Stage and screen actor Morgan Freeman, who lists God among his numerous leading and supporting roles, will be at Yale as a Chubb Fellow on Tuesday, Nov. 8. As part of his visit, he will take part in a public discussion in Woolsey Hall, corner of College and Grove streets, at 4:30 p.m. This is an unticketed event, and members of the public are advised to arrive early to find seating.
The discussion will be in the format of the long-running television show “Inside The Actors Studio.” Yale faculty member Ron Gregg, who organizes the series “Films at the Whitney,” will ask the Academy Award-winning actor for personal reflections on his career and the art of acting.
Freeman, who is one of the most recognizable figures in American cinema, has been nominated for and received the highest awards accorded to actors. His works are among the most critically and commercially successful films of all time, and Freeman himself ranks 10th among worldwide top-grossing actors.
Freeman won the Academy Award in 2005 for Best Supporting Actor for his role in “Million Dollar Baby.” In 1990 he won the Golden Globe for Best Actor for his performance in “Driving Miss Daisy.” Freeman also received Academy Award nominations for “Street Smart” and “The Shawshank Redemption.” In 2010 he received Academy Award, Golden Globe and Broadcast Critics Association nominations for his performance as Nelson Mandela in the film “Invictus.”
Among Freeman’s other well-known film credits are “The Dark Knight,” “The Bucket List,” “Glory,” “Clean and Sober,” “Lean on Me,” “Unforgiven,” “Se7en,” “Amistad,” “Nurse Betty,” “The Sum of All Fears,” “Bruce Almighty,” ”Coriolanus,” “Attica,” “Brubaker,” “Eyewitness,” and “Death of a Prophet” He also narrated two Academy Award-winning documentaries “The Long Way Home” and “The March of The Penguins.”
After beginning his stage acting career off-Broadway, Freeman segued into television, in the classic children’s program “The Electric Company.” His career next took him to Broadway and Hollywood, where he quickly established his mastery of both stage and screen acting. He received Obie Awards in 1980, 1984, and 1987 and a Drama Desk Nomination in 1987 for the role of Hoke Colburn in “Driving Miss Daisy,” a role he reprised in the 1989 movie of the same name.
Freeman is a long-time sailor and has earned a private pilot’s license. As a testament to his love of the blues, he established the Ground Zero club in Clarksville, Mississippi, where the blues were born.

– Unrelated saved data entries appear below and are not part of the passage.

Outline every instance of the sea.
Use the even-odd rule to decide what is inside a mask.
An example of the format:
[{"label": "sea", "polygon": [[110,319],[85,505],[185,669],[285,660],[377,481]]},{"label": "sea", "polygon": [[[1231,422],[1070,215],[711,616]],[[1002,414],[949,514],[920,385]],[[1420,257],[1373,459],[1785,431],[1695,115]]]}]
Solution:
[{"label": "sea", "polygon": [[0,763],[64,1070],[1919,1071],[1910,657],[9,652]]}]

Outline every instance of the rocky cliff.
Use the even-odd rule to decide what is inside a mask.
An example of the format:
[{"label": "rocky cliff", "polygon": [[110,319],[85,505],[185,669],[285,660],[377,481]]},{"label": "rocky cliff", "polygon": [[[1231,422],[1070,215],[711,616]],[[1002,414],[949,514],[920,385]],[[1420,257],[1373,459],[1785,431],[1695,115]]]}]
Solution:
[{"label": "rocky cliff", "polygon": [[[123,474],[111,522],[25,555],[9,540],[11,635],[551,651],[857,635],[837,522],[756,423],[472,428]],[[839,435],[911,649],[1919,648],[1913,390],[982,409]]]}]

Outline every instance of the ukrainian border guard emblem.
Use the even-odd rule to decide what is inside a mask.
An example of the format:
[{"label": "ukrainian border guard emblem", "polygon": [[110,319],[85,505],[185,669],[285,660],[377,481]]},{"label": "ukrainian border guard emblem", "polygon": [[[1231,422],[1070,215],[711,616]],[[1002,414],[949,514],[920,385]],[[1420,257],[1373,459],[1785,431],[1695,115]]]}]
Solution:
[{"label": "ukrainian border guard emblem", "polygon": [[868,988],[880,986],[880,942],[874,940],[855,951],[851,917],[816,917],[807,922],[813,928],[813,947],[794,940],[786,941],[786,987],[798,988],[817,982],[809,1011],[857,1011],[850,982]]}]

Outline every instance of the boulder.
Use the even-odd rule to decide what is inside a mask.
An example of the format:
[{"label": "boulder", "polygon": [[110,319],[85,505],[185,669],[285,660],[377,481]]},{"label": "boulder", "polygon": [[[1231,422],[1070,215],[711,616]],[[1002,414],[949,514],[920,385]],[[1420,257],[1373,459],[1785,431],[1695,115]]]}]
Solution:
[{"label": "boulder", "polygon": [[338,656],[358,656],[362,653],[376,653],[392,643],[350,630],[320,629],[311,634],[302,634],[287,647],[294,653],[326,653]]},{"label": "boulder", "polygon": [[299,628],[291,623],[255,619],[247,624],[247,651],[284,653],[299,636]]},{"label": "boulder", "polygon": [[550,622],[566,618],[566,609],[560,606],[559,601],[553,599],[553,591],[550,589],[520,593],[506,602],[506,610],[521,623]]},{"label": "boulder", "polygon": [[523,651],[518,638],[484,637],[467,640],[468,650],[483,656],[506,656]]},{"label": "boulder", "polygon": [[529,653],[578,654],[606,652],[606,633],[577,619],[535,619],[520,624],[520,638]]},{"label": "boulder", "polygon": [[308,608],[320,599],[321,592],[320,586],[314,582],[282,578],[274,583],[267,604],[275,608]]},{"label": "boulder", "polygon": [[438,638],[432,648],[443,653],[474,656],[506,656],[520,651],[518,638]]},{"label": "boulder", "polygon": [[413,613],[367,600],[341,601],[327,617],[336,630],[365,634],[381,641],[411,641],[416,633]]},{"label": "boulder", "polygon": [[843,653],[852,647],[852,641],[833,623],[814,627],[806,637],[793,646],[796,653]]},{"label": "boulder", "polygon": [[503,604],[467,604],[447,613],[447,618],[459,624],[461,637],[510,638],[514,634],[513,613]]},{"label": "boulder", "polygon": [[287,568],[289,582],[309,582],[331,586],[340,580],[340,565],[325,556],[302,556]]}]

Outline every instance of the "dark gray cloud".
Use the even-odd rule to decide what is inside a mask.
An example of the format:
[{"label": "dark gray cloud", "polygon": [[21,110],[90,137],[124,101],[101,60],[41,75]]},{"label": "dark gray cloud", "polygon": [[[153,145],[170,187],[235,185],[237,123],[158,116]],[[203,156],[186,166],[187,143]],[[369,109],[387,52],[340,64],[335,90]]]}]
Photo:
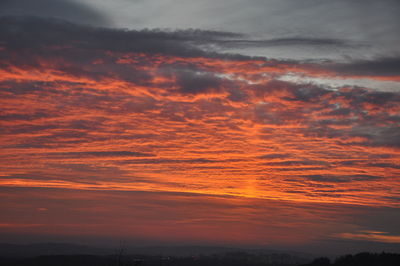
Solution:
[{"label": "dark gray cloud", "polygon": [[291,37],[291,38],[251,40],[251,39],[245,39],[245,37],[246,36],[243,35],[242,39],[214,40],[214,44],[230,48],[270,47],[270,46],[353,47],[357,45],[357,44],[352,44],[351,42],[343,39]]},{"label": "dark gray cloud", "polygon": [[103,14],[73,0],[0,0],[2,15],[53,17],[94,26],[110,24]]},{"label": "dark gray cloud", "polygon": [[54,156],[67,156],[67,157],[151,157],[154,154],[133,152],[133,151],[88,151],[88,152],[64,152],[64,153],[51,153]]},{"label": "dark gray cloud", "polygon": [[345,183],[354,181],[371,181],[371,180],[383,179],[382,177],[373,175],[308,175],[301,177],[311,181],[328,182],[328,183]]},{"label": "dark gray cloud", "polygon": [[[39,49],[44,56],[49,47],[63,47],[66,44],[77,48],[75,51],[51,51],[52,55],[74,53],[75,59],[82,61],[99,55],[99,50],[113,52],[136,52],[166,54],[176,56],[206,56],[220,58],[248,59],[242,55],[217,54],[198,47],[205,41],[235,36],[234,33],[200,30],[160,31],[160,30],[116,30],[93,28],[69,23],[64,20],[38,17],[0,17],[0,41],[7,49]],[[85,49],[85,52],[79,49]],[[89,50],[90,49],[90,50]],[[61,54],[60,54],[61,53]],[[3,55],[4,56],[4,55]],[[13,55],[13,61],[18,55]],[[35,64],[35,57],[22,60],[24,64]],[[76,70],[82,71],[81,69]]]},{"label": "dark gray cloud", "polygon": [[367,139],[366,145],[400,147],[400,126],[385,126],[380,128],[354,127],[350,135],[364,137]]},{"label": "dark gray cloud", "polygon": [[[251,57],[239,54],[217,53],[216,51],[222,51],[222,48],[227,47],[351,46],[345,40],[329,38],[295,37],[251,40],[248,35],[224,31],[92,28],[63,20],[30,16],[6,16],[0,19],[2,22],[0,27],[1,39],[6,47],[10,49],[37,49],[42,46],[62,46],[68,43],[76,48],[86,50],[85,53],[79,50],[74,51],[76,57],[81,58],[81,60],[98,55],[99,49],[115,52],[249,59]],[[37,36],[40,36],[40,38],[37,38]],[[216,49],[218,47],[219,49]],[[89,48],[92,50],[88,51],[87,49]],[[43,52],[45,53],[45,51]],[[60,51],[52,51],[52,53],[57,55]],[[263,57],[257,58],[265,59]],[[27,59],[24,62],[25,64],[30,63]],[[31,63],[33,64],[34,62]],[[312,68],[313,66],[310,65],[309,67]],[[327,67],[333,68],[336,65],[328,65]],[[337,67],[339,68],[339,66]],[[81,71],[81,69],[76,69],[78,73]],[[120,70],[119,72],[123,71]],[[141,75],[143,76],[144,73],[140,73],[137,76]]]},{"label": "dark gray cloud", "polygon": [[213,163],[229,163],[229,162],[241,162],[242,159],[225,159],[225,160],[215,160],[207,158],[197,158],[197,159],[133,159],[133,160],[123,160],[119,161],[119,165],[134,165],[134,164],[213,164]]},{"label": "dark gray cloud", "polygon": [[269,162],[266,165],[270,166],[302,166],[302,165],[328,165],[327,162],[324,161],[315,161],[315,160],[289,160],[289,161],[280,161],[280,162]]},{"label": "dark gray cloud", "polygon": [[8,113],[0,115],[0,121],[32,121],[35,119],[41,118],[49,118],[54,116],[53,114],[47,113],[45,110],[42,112],[33,112],[28,114],[20,114],[20,113]]},{"label": "dark gray cloud", "polygon": [[223,79],[212,73],[179,71],[176,73],[176,84],[183,94],[198,94],[220,91]]},{"label": "dark gray cloud", "polygon": [[356,76],[400,76],[400,57],[355,60],[349,63],[327,65],[339,74]]},{"label": "dark gray cloud", "polygon": [[400,169],[400,164],[393,164],[393,163],[370,163],[368,166],[378,167],[378,168],[393,168],[393,169]]}]

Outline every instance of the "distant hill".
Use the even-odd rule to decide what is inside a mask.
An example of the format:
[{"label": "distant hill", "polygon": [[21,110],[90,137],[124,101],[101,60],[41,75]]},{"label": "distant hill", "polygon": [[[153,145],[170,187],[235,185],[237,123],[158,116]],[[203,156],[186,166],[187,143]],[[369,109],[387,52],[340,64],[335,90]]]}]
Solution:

He is a member of the board of directors of Earth Biofuels, a company whose mission is to promote the use of clean-burning fuels. He also supports Artists for a New South Africa and the Campaign for Female Education.

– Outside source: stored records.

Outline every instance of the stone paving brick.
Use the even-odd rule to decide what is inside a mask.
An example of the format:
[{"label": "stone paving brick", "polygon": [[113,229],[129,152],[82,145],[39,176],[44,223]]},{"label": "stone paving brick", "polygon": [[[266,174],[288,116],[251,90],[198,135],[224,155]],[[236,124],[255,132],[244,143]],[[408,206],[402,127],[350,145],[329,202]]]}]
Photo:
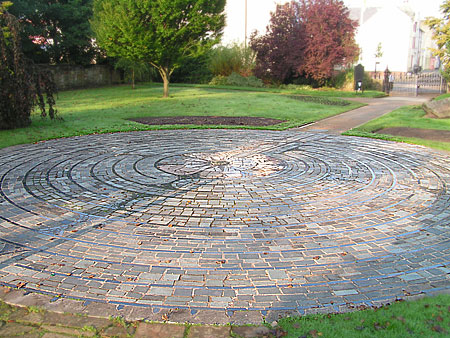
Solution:
[{"label": "stone paving brick", "polygon": [[187,338],[229,338],[229,326],[191,326]]},{"label": "stone paving brick", "polygon": [[185,327],[174,324],[139,323],[134,334],[135,338],[183,338]]},{"label": "stone paving brick", "polygon": [[74,329],[63,326],[53,326],[53,325],[42,325],[40,329],[50,331],[52,333],[59,333],[68,336],[77,336],[77,337],[93,337],[95,336],[94,332],[84,331],[80,329]]},{"label": "stone paving brick", "polygon": [[0,283],[56,305],[211,323],[450,289],[449,168],[423,147],[324,132],[138,132],[2,149]]},{"label": "stone paving brick", "polygon": [[265,326],[233,326],[232,332],[242,338],[259,338],[268,336],[270,330]]},{"label": "stone paving brick", "polygon": [[102,330],[100,334],[106,337],[128,337],[131,336],[133,332],[130,332],[130,329],[127,329],[121,325],[112,325]]},{"label": "stone paving brick", "polygon": [[55,332],[44,333],[42,338],[67,338],[67,335]]},{"label": "stone paving brick", "polygon": [[0,336],[13,337],[13,336],[32,335],[36,331],[37,331],[36,328],[32,326],[26,326],[20,323],[6,323],[4,326],[0,328]]}]

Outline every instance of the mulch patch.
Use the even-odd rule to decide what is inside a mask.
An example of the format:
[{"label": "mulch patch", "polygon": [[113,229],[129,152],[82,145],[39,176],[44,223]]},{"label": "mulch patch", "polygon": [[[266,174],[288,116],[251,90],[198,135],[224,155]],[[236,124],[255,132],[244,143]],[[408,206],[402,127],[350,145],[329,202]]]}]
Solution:
[{"label": "mulch patch", "polygon": [[448,130],[394,127],[381,129],[376,131],[376,133],[393,136],[422,138],[425,140],[438,142],[450,142],[450,131]]},{"label": "mulch patch", "polygon": [[195,124],[195,125],[224,125],[224,126],[273,126],[283,120],[268,119],[252,116],[167,116],[141,117],[130,119],[148,125]]}]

His upcoming projects include Rob Reiner’s drama “Summer at Dog Dave’s.”
Freeman is currently in production on “The Dark Knight Rises,” the third installment in Nolan's Batman film series.
Inaugurated in 2009 by the Whitney Humanities Center, Films at the Whitney hosts a variety of events — including special screenings, conferences, festivals and workshops — with professionals in the field of filmmaking. Films at the Whitney helps make Yale students aware of film production from a range of perspectives, and last year the program received a $5,000 grant from the Academy of Motion Picture Arts and Sciences to further its efforts.
The Chubb Fellowship is devoted to encouraging and aiding Yale students interested in the operations of government and in public service. Established in 1936 through the generosity of Hendon Chubb (Yale 1895), the program is based in Timothy Dwight College, one of Yale’s residential colleges. Each year three or four distinguished men and women have been appointed as visiting Chubb Fellows. Chubb Fellows spend their time at Yale in close, informal contact with students and deliver a public lecture. Former Chubb Fellows include Presidents George W. Bush, Ronald Reagan and Jimmy Carter; authors Octavio Paz, Carlos Fuentes and Toni Morrison; filmmaker Sofia Coppola; architect Frank Gehry; choreographer Mikhail Baryshnikov; and journalist Walter Cronkite.